La religione è dunque diventata definitivamente un tema cruciale nelle elezioni israeliane anche per parte dell’elettorato laico di destra, fino a ieri disposto a giungere a compromessi con i partiti religiosi pur di non avere partiti di centro-sinistra al governo. Proprio in tale direzione va un sondaggio condotto nell’agosto scorso dallo Smith Polling Institute, che ha visto la maggioranza degli stessi elettori del Likud rispondere negativamente a un nuovo governo con i partiti religiosi. La stessa risposta data da più del 90% dagli elettori di Kahol Lavan e di Israel Beitenu.

Cosa cambia per i palestinesi senza cittadinanza

Oggi sono iniziate le consultazioni, trasmesse online in tempo reale. Lieberman probabilmente chiederà a Rivlin di puntare alla costruzione di una grande coalizione, con all’interno sia il Likud sia Kahol Lavan. Quest’ultimo sembra disposto a accettare tale soluzione, ma senza la presenza della figura di Netanyahu nell’accordo con il Likud.

Se però, da una parte, la posta in gioco per i cittadini israeliani è altissima, dall’altra, qualunque sia l’esito delle consultazioni, è lecito presumere che per i palestinesi senza cittadinanza israeliana non cambierà nulla o quasi, e le uniche differenze, come ha dichiarato il primo ministro Mohammad Shtayyeh, tra la futura amministrazione e quella precedente potranno essere paragonabili a quelle tra una Pepsi e una Coca Cola.

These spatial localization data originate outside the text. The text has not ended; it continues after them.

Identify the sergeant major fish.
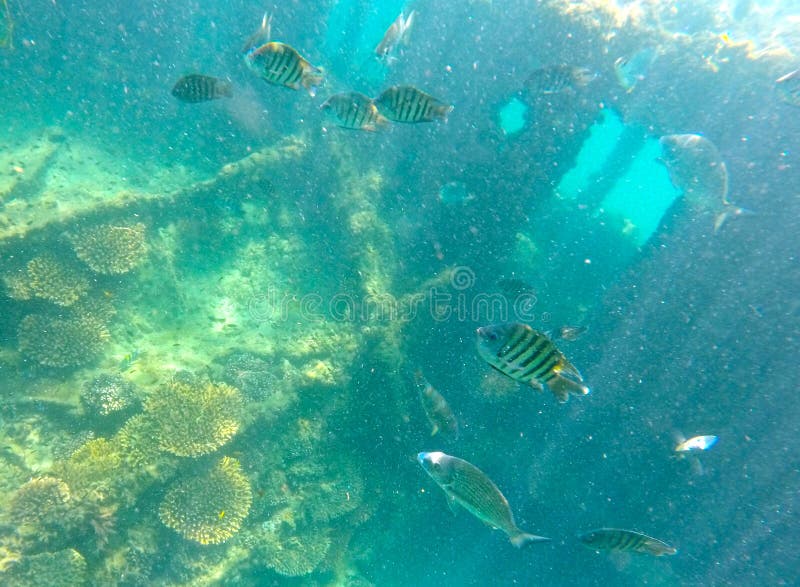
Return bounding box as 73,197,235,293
476,322,589,403
417,451,550,548
374,85,453,123
579,528,677,556
375,10,415,64
171,74,233,103
320,92,389,132
414,371,458,439
524,65,595,96
244,41,324,96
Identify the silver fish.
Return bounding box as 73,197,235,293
171,75,233,103
418,451,550,548
374,85,453,123
476,322,589,403
579,528,677,556
244,41,324,96
320,92,389,131
557,325,587,341
659,133,748,232
375,10,415,64
614,47,658,92
414,371,458,438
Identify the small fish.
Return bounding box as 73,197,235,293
417,451,550,548
524,65,595,95
674,435,718,453
119,349,140,371
320,92,389,131
244,42,324,96
375,10,416,64
171,74,233,103
374,86,453,123
557,325,587,341
614,47,658,92
659,133,749,232
414,371,458,438
776,69,800,107
579,528,677,556
476,322,589,403
242,12,272,54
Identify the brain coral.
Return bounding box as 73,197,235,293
17,310,110,368
159,456,252,545
144,378,244,457
67,222,148,274
3,255,88,307
4,548,87,587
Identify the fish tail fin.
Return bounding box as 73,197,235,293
548,373,589,403
221,80,234,98
713,202,753,233
510,531,551,548
302,67,325,97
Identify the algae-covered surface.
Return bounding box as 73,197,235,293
0,1,798,585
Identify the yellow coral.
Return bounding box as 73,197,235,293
159,456,252,545
17,310,110,368
67,222,148,274
4,548,87,587
144,378,244,457
3,254,88,306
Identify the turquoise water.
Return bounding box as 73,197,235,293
0,1,798,585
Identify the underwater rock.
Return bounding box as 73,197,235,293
159,456,252,545
3,255,89,307
3,548,87,587
17,310,110,368
67,222,148,275
219,351,279,401
144,378,244,457
81,374,140,419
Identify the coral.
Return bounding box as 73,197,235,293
67,222,148,274
159,456,252,545
3,255,88,307
144,378,244,457
17,309,110,368
288,460,364,524
219,351,278,401
80,374,139,418
3,548,87,587
258,525,332,577
8,477,72,547
55,438,122,500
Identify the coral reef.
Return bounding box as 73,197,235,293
144,377,244,457
2,548,87,587
159,456,252,545
80,374,139,419
17,309,110,368
218,351,279,401
8,477,72,549
3,255,88,307
257,523,332,578
67,222,148,275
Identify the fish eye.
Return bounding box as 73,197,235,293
433,462,441,471
488,332,498,341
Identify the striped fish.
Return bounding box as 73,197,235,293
374,85,452,123
476,322,589,403
244,42,324,95
320,92,389,131
579,528,677,556
171,74,233,103
524,65,595,95
418,452,550,548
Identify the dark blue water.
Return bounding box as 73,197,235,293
0,1,798,585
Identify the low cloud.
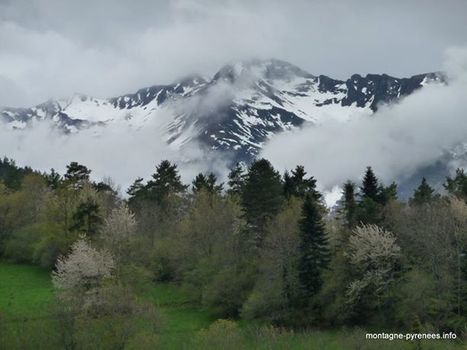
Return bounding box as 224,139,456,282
261,47,467,194
0,113,230,194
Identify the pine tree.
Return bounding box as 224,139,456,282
127,177,145,197
227,163,245,196
126,177,146,210
410,177,435,206
284,165,320,200
192,173,208,193
283,170,294,198
360,167,379,202
378,182,398,205
292,165,315,198
298,194,330,302
145,160,187,204
94,181,117,195
207,173,221,193
64,162,91,184
192,172,223,194
70,200,102,236
242,159,284,246
357,167,384,224
342,181,357,228
46,168,61,189
444,168,467,200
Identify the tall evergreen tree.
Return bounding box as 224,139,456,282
145,160,187,204
410,177,436,206
298,194,330,302
444,168,467,200
127,177,145,197
356,167,383,225
192,172,223,194
70,200,102,236
360,167,379,202
341,181,357,228
242,159,284,246
283,170,294,198
192,173,208,193
64,162,91,185
46,168,61,189
378,182,398,205
227,163,245,196
284,165,320,200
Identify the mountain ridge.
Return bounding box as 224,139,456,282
0,59,445,164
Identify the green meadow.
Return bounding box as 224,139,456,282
1,262,464,350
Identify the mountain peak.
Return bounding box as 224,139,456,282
212,58,314,84
172,74,209,87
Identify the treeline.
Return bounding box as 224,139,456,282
1,157,467,335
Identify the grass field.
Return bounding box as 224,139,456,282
0,262,465,349
0,263,58,349
0,262,217,349
0,262,53,317
144,283,215,348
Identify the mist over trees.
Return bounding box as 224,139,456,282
1,156,467,345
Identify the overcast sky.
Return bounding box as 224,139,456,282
1,0,466,107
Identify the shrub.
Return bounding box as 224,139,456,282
193,319,244,350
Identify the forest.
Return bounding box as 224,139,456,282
0,156,466,349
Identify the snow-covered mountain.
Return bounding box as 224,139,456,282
0,59,443,164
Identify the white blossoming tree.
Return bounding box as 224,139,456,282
51,235,160,349
346,224,401,306
52,235,115,293
100,203,136,266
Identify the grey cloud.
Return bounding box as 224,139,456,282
0,115,230,193
260,47,467,193
1,0,466,107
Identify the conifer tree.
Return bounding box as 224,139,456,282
284,165,320,200
444,168,467,200
227,163,245,196
46,168,62,189
357,167,383,224
298,194,329,302
342,181,357,228
145,160,187,204
192,172,223,194
127,178,145,197
207,173,221,192
283,170,294,198
291,165,315,198
0,157,34,190
242,159,283,246
94,181,117,195
378,182,398,205
410,177,435,206
360,167,379,202
64,162,91,186
192,173,208,193
71,200,102,236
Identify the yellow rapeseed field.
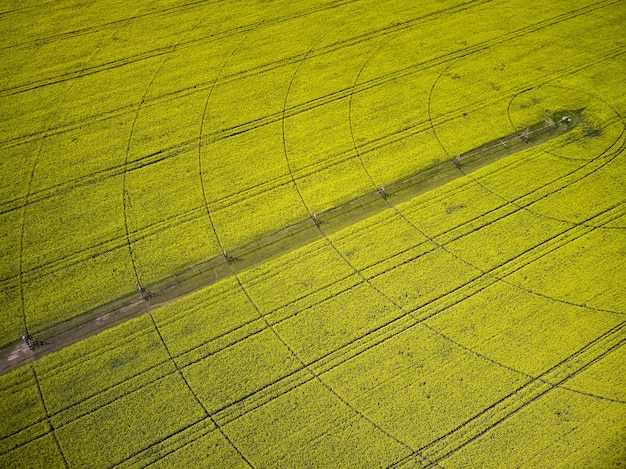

A ciò va aggiunto che i palestinesi non possono partecipare a elezioni politiche da ben quattordici anni. All’orizzonte, dunque, ancora non appaiono segni di un cambiamento reale oltre uno status quo che realisticamente non sembra poter essere scalfito. E mentre la società israeliana e i giornali di tutto il mondo si interrogano su chi sarà il nuovo primo ministro, decine di detenuti palestinesi sono da tredici giorni in sciopero della fame. Vale la pena ricordarli, mentre lo sguardo dei media è rivolto alla Beit HaNasi, luogo delle consultazioni condotte dal presidente Rivlin.